Trois économistes de l’Université libre de Berlin ont réfuté l’argument, fréquemment invoqué, selon lequel le concept n’est pas finançable. Robin Jessen, Davud Rostam-Afschar et Viktor Steiner ont calculé qu’un taux d’imposition de 70% permettrait de verser chaque mois aux 80 millions d’Allemands 800 euros par adulte et 380 euros par enfant. Ce qui n’est pas totalement irréaliste puisqu’en contrepartie, les prélèvements sociaux tomberaient. Dans tous les cas, relèvent les auteurs, le revenu de base inconditionnel conduirait à une redistribution sociale en Allemagne. «Il aurait tendance à améliorer la situation des couples à faible revenu et des foyers avec enfants». Ce qui est aussi dans l’intérêt de l’ensemble de la société.
Tous ces arguments n’ont rien de vraiment nouveau pour les Suisses. Mais il y a une différence de taille: le 5 juin, les citoyens helvétiques pourront dire s’ils veulent ou non tenter l’expérience, alors qu’en Allemagne, le débat est actuellement purement théorique. Son régime démocratique, dominé par le Parlement, ne prévoit pas de votation à l’échelle du pays entier. Et la pression publique n’est pas encore suffisante pour que la question s’impose dans l’agenda politique de Berlin.
Démocratie directe
C’est pourquoi le scrutin qui aura lieu en Suisse a aussi relancé la question des votations populaires en Allemagne. Depuis le 15 avril, un «Omnibus pour la démocratie directeLien externe» parcourt le pays pour soutenir cette revendication. Le bus à deux étages a fait halte le 12 mai à Berne où il a embarqué de manière symbolique un millier de «brochures explicatives» présentant la position du Conseil fédéral pour la votation du 5 juin. Il doit les ramener à Berlin où elles seront distribuées aux députés du Parlement. Une manière de leur dire: voilà une démocratie qui prend ses citoyens au sérieux.

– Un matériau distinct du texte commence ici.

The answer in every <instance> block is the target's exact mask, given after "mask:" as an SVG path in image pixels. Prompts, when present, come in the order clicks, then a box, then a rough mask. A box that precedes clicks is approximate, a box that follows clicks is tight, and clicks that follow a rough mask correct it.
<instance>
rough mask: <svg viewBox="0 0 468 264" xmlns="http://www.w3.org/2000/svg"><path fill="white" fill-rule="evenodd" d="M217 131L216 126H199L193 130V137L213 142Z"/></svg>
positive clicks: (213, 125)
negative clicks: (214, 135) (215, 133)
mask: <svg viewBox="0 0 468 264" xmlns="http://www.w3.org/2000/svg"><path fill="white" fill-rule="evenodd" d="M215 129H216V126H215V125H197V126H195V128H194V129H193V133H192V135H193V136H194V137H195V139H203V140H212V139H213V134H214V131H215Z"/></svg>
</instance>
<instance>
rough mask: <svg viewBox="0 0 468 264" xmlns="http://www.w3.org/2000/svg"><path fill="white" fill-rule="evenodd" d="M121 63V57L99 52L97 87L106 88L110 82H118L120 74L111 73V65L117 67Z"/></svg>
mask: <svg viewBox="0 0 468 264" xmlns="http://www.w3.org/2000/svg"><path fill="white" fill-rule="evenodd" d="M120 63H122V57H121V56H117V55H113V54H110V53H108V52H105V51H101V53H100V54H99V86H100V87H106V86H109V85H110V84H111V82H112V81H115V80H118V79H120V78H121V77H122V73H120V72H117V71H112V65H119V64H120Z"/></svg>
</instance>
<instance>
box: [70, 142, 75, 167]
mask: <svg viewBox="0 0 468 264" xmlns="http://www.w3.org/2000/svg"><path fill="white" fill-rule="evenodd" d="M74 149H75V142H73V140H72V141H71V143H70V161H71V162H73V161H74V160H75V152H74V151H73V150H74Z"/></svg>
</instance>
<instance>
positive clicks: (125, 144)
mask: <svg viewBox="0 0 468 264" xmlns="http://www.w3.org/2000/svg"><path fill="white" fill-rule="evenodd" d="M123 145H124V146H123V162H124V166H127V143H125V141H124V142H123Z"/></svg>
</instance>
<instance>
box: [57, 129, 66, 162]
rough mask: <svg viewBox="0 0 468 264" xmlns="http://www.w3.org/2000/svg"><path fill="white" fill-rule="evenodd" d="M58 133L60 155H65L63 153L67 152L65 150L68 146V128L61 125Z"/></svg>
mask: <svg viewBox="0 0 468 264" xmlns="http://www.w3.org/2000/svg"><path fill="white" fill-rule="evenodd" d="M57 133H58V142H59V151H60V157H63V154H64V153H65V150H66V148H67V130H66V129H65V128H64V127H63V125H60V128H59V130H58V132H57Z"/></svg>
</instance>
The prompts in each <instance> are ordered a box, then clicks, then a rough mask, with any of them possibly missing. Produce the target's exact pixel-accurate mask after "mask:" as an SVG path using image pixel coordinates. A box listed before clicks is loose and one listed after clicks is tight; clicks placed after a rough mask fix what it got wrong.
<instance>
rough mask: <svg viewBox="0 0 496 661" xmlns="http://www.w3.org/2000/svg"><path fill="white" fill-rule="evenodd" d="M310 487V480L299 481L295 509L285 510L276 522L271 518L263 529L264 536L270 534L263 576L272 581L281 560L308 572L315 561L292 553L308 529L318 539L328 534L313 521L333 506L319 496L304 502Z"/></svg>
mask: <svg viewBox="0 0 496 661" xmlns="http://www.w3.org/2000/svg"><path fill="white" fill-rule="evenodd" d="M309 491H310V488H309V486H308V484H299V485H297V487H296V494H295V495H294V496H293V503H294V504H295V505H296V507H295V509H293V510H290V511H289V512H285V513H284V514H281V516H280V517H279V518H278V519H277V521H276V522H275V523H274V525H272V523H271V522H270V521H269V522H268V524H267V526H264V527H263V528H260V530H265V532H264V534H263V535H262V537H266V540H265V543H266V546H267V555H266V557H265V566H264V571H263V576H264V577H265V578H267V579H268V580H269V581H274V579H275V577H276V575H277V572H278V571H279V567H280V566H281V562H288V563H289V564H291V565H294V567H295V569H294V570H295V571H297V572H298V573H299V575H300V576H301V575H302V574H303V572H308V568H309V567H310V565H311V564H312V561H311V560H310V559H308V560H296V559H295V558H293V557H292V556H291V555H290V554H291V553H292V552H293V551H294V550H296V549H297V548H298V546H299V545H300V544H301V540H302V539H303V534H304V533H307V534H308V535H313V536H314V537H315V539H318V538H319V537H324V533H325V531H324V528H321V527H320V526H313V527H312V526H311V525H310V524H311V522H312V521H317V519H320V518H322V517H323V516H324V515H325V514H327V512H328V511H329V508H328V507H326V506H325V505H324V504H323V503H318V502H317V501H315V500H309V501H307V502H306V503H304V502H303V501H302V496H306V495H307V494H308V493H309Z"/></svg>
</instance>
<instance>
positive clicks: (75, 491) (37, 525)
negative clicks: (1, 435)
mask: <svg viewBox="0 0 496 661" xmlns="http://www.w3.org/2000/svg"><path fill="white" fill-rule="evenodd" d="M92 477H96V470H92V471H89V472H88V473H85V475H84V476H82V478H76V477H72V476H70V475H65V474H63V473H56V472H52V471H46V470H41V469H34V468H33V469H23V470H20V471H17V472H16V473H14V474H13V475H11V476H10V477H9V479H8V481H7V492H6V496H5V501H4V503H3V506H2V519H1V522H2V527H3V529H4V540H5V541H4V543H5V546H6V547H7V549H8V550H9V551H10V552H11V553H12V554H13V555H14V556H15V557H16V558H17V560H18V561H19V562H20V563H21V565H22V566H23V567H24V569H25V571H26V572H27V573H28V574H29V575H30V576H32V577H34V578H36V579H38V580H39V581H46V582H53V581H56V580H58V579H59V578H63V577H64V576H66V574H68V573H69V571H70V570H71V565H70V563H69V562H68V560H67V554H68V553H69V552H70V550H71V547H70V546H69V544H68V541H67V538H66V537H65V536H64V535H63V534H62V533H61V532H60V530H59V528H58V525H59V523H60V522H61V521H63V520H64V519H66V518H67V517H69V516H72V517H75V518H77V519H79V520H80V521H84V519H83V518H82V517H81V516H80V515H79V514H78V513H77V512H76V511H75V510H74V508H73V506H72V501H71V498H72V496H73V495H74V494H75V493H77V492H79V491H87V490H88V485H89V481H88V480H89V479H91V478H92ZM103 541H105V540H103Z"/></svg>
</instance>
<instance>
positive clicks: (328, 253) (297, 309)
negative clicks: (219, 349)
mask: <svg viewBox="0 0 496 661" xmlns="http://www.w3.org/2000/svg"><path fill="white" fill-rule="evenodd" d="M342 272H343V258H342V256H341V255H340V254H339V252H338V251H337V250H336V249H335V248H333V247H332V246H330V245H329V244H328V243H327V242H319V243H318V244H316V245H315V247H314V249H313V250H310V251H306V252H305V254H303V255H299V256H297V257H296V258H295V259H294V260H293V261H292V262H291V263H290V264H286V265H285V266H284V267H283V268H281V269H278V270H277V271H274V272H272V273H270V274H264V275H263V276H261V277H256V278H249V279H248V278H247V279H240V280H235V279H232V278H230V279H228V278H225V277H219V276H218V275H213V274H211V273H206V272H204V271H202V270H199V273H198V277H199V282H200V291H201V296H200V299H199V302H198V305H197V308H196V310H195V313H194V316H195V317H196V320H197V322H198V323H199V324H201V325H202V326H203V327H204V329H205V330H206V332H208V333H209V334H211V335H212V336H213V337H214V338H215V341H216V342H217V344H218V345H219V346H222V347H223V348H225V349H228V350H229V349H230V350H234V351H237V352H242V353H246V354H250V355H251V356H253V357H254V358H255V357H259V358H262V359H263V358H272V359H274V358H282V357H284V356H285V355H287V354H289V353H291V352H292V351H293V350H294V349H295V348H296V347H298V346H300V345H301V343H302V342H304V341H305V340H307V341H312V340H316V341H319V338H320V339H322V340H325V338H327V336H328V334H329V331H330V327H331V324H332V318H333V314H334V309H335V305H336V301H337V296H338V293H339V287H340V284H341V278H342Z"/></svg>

Michael Bohmeyer est convaincu que la discussion sur un revenu de base inconditionnel n’est pas près de s’arrêter. «Elle gagne du terrain partout». Et, quelle que soit l’issue de la votation du 5 juin en Suisse, le Berlinois considère que la campagne est déjà un succès en soi. «Chapeau à ses participants pour ce qu’ils ont mis sur pied».